Volgens IDEA worden andere gezondheidsstoornissen gedefinieerd als ‘ kracht, vitaliteit of alertheid, waaronder een verhoogde alertheid voor prikkels uit de omgeving, die resulteert in beperkte alertheid met betrekking tot de onderwijsomgeving, die: (a) het gevolg is van chronische of acute gezondheidsproblemen zoals astma, aandachtstekortstoornis of aandachtstekort hyperactiviteitsstoornis, diabetes, epilepsie, een hartaandoening, hemofilie, loodvergiftiging, leukemie, nefritis, reumatische koorts, sikkelcelanemie en het Tourette-syndroom; en (b) de onderwijsprestaties van een kind nadelig beïnvloedt. ”

Specifieke leerstoornissenEdit

Volgens IDEA vormt een specifieke leerstoornis (SLD) het grootste deel van de leerlingen die diensten ontvangen. De meerderheid van de studenten die diensten ontvangen voor specifieke leerproblemen, zit in reguliere klaslokalen.

Veel voorkomende leerstoornissen zijn dyslexie, dyscalculie, dysgrafie, auditieve en visuele verwerkingsstoornissen en non-verbale leerstoornissen. Vroegtijdige interventie is waardevol voor alle categorieën handicaps, maar gezien de hoge frequentie van studenten met leerproblemen, is het zelfs nog waardevoller. 80% van de leerlingen met een verstandelijke beperking heeft moeite met lezen. 90% van de studenten leest normaal als ze hulp krijgen in het eerste leerjaar. 75% van de studenten die na de leeftijd van negen jaar hulp krijgen, zal het hele leven wat problemen hebben.

Accommodaties en aanpassingen voor studenten met leermoeilijkheden variëren op basis van het specifieke soort leerstoornis en de individuele en unieke behoeften van de student. Enkele voorbeelden van het creëren van de minst beperkende omgeving voor studenten met leermoeilijkheden zijn onder meer het voorzien van een audio-opname van instructies of passages, het voorzien van tekst met een groter lettertype, het verminderen van het aantal woorden per regel tekst en het hebben van een aangewezen lezer om de geschreven instructies hardop te geven aan de student. Andere voorbeelden zijn het toestaan van mondelinge antwoorden, het hebben van een schrijver, het gebruik van spraakopname voor antwoorden, enz. Sommige studenten hebben mogelijk langere periodes nodig voor examens, aparte testlocaties, de notities van tevoren, notities alleen op papier in zwart-wit, enz. specifieke leerstoornis is anders, en elke student heeft unieke behoeften.

Spraak- of taalstoornissen Bewerken

IDEA definieert een spraak- of taalstoornis als ‘een communicatiestoornis, zoals stotteren, verminderde articulatie , taalstoornis of een stemstoornis die de onderwijsprestaties van een leerling nadelig beïnvloedt. ”Logopedisten op school moeten samenwerken met evaluatieteams van scholen om leerlingen te identificeren die aan bepaalde criteria voldoen voordat ze met de diensten beginnen.

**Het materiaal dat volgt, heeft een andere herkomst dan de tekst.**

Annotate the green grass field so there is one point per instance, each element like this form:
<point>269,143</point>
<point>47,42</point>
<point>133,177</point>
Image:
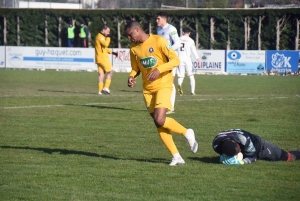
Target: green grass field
<point>59,140</point>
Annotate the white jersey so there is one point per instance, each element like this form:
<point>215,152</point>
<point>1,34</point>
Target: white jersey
<point>169,32</point>
<point>187,48</point>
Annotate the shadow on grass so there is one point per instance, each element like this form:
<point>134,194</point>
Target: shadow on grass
<point>101,107</point>
<point>84,153</point>
<point>214,159</point>
<point>63,91</point>
<point>131,91</point>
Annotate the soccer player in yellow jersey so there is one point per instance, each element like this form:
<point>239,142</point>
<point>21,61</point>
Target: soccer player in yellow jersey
<point>101,58</point>
<point>154,57</point>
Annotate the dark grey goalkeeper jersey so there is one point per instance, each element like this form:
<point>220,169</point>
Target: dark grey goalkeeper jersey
<point>249,143</point>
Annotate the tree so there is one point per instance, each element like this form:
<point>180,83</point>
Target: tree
<point>280,26</point>
<point>261,18</point>
<point>297,34</point>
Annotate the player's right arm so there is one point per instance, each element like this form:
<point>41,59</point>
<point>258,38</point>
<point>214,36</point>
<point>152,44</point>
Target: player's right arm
<point>104,41</point>
<point>135,71</point>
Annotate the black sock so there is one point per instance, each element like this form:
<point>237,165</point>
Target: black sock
<point>296,153</point>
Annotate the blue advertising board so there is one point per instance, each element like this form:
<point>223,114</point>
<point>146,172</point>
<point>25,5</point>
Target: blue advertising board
<point>245,61</point>
<point>282,61</point>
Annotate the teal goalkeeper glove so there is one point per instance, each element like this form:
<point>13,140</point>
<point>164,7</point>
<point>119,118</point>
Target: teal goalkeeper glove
<point>230,160</point>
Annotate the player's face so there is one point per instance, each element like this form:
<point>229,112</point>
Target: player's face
<point>106,32</point>
<point>161,21</point>
<point>133,34</point>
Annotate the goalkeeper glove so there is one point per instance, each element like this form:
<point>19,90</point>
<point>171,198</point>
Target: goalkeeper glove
<point>230,160</point>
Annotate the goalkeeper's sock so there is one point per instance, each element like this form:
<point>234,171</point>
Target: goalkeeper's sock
<point>100,86</point>
<point>296,153</point>
<point>167,139</point>
<point>173,126</point>
<point>192,83</point>
<point>173,97</point>
<point>107,83</point>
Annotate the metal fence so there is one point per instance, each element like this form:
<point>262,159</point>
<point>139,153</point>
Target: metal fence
<point>150,4</point>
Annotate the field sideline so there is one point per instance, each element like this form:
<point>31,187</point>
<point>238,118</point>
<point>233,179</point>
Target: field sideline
<point>60,140</point>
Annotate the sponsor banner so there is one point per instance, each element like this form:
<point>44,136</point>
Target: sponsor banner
<point>212,61</point>
<point>246,61</point>
<point>282,61</point>
<point>2,56</point>
<point>121,63</point>
<point>50,58</point>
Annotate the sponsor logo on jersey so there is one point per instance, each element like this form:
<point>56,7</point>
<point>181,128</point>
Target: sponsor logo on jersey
<point>174,32</point>
<point>148,62</point>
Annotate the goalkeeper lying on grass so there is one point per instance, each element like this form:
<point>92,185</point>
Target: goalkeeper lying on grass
<point>230,143</point>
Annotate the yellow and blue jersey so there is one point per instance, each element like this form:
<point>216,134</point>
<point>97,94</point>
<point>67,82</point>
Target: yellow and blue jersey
<point>154,53</point>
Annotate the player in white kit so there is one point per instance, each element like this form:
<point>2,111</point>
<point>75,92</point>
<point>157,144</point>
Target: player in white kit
<point>169,32</point>
<point>186,66</point>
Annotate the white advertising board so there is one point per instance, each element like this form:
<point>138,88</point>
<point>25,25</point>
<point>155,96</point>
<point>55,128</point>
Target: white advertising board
<point>246,61</point>
<point>2,57</point>
<point>212,61</point>
<point>121,63</point>
<point>50,58</point>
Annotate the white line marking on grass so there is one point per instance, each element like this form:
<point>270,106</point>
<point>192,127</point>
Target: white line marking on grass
<point>127,102</point>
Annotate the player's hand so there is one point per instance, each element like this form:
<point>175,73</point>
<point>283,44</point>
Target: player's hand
<point>131,81</point>
<point>199,64</point>
<point>153,75</point>
<point>230,160</point>
<point>115,53</point>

Logopedisten op school moeten samenwerken met evaluatieteams van scholen om leerlingen te identificeren die aan bepaalde criteria voldoen voordat ze met de diensten beginnen. Het bereik en de ernst van de leerlingen die aan dergelijke criteria voldoen h zoals sterk uitgebreid in de afgelopen jaren. Bij het bepalen van de minst beperkende omgeving voor een leerling met een spraak- of taalstoornis, is het belangrijk om rekening te houden met de ernst van hun aandoening. Terwijl studenten met ernstigere beperkingen meer baat zullen hebben bij geïndividualiseerde diensten, reguleert IDEA dat studenten die spraak-taaldiensten ontvangen zoveel mogelijk moeten worden opgeleid met hun leeftijdsgenoten. Deze bestaat vaak uit de SLP die in de algemene klas werkt met de student en de hulp van de leraar algemeen onderwijs. De logopedist moet ervoor zorgen dat de student tegelijkertijd in de algemene klas aan de individuele behoeften voldoet.Zoals eerder vermeld, kunnen studenten met ernstigere beperkingen nog meer profiteren van geïndividualiseerde diensten buiten de algemene klas. Bijeenkomsten in kleine groepen met een logopedist buiten de algemene klas kunnen ook nuttig zijn voor mensen met vergelijkbare beperkingen of behoeften. Ongeacht de omgeving moet het IEP van een student altijd worden aangepakt tijdens het werken aan vooruitgang in het algemene curriculum.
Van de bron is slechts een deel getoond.